The former Labour MP for Leith, 67 - who gained notoriety for visiting Colonel Gaddafi, his interest in the 1980s Afghanistan regime and for battling the poll tax - was rushed to Edinburgh’s Royal Infirmary.[...]

Brown took a close interest in Afghan politics during the 1980s and acted as an adviser to former Afghan president Babrak Karmal, who wanted more rights for women and was in favour of unions, but was eventually toppled by CIA-backed forces. He went on to become head of the British-Afghan Friendship Society.
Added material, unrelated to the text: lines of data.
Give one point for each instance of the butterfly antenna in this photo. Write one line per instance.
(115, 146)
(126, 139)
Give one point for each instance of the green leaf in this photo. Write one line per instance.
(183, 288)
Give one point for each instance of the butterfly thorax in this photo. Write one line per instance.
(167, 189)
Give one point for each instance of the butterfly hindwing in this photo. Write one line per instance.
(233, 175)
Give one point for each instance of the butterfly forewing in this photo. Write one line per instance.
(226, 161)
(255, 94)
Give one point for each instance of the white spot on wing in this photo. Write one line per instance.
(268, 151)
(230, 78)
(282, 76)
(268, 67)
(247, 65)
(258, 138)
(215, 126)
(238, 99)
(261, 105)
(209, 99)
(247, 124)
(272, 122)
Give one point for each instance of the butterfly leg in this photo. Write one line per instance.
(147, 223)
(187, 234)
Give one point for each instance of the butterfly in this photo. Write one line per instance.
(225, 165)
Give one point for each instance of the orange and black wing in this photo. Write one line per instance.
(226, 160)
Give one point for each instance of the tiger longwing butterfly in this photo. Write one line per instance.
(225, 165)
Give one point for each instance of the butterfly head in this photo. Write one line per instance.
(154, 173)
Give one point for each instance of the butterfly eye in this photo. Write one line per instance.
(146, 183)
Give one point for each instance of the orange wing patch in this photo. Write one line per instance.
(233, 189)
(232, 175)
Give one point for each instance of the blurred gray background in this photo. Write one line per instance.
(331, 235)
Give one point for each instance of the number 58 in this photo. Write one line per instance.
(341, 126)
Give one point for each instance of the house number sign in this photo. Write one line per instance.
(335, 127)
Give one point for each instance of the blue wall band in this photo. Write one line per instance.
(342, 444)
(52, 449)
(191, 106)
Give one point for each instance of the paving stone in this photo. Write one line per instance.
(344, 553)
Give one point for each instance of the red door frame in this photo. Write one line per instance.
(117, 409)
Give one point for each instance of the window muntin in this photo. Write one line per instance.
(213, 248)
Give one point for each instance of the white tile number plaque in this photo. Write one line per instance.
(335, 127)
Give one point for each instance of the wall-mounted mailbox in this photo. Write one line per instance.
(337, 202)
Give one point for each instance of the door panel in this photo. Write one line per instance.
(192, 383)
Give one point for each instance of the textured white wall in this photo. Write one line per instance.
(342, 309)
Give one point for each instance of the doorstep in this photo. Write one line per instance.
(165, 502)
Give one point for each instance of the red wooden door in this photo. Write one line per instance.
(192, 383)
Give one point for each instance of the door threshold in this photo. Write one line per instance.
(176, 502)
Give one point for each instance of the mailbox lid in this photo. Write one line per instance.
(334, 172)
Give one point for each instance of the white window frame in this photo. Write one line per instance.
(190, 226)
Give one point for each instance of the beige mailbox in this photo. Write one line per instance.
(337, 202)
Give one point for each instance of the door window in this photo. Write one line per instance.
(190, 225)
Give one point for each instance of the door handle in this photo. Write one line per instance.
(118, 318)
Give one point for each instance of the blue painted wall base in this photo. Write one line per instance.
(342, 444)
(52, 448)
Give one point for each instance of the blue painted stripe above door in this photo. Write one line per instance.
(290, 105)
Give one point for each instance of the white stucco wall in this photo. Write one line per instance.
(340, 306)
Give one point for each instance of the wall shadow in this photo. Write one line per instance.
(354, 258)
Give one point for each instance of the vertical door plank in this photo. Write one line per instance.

Brown was even a target of the Soviet spy service, the KGB, who wanted to turn him into a mouthpiece for Kremlin propaganda. The high-profile Russian defector, Oleg Gordievsky, who was head of the KGB London station in the early 1980s, said that Brown had been one of the promising targets for the Russians, but that they had to give up on him because they could not understand his broad Leith accent.

During an interview with Scotland on Sunday last year, Gordievsky said: "Ron Brown seemed very promising. He was very willing to meet us. He didn’t know that we were KGB and that we were spies, he thought he was just meeting with contacts from the embassy to promote peace and understanding and socialist brotherhood.


"The only problem was that we couldn’t understand him at all because of the accent. We tried and we tried and we tried to figure out what on earth he was saying. We listened to tapes. We just couldn’t understand him. We had to give up because there was no point in talking to someone if we didn't know what he was saying."

I can totally commiserate with Oleg Gordievsky: I used to date a Scotsman. Sometimes after having him repeat something 3 times, I would just smile and hope for the best. And if it was really important, he would assume an American accent…which although condescending was rather good, and highly amusing.

Well, I guess the UK can be thankful that those Scotsmen have such incomprehensible accents.

1 Comments:

Blogger Sarah said...

When I lived in France, I was good friends with a Scot. When he met new Americans in the bar, his first sentence would always be something extremely lewd, and they NEVER understood him. Having spent months around him, I could understand what he was saying, and it was great fun watching him insult someone and have them smile and nod!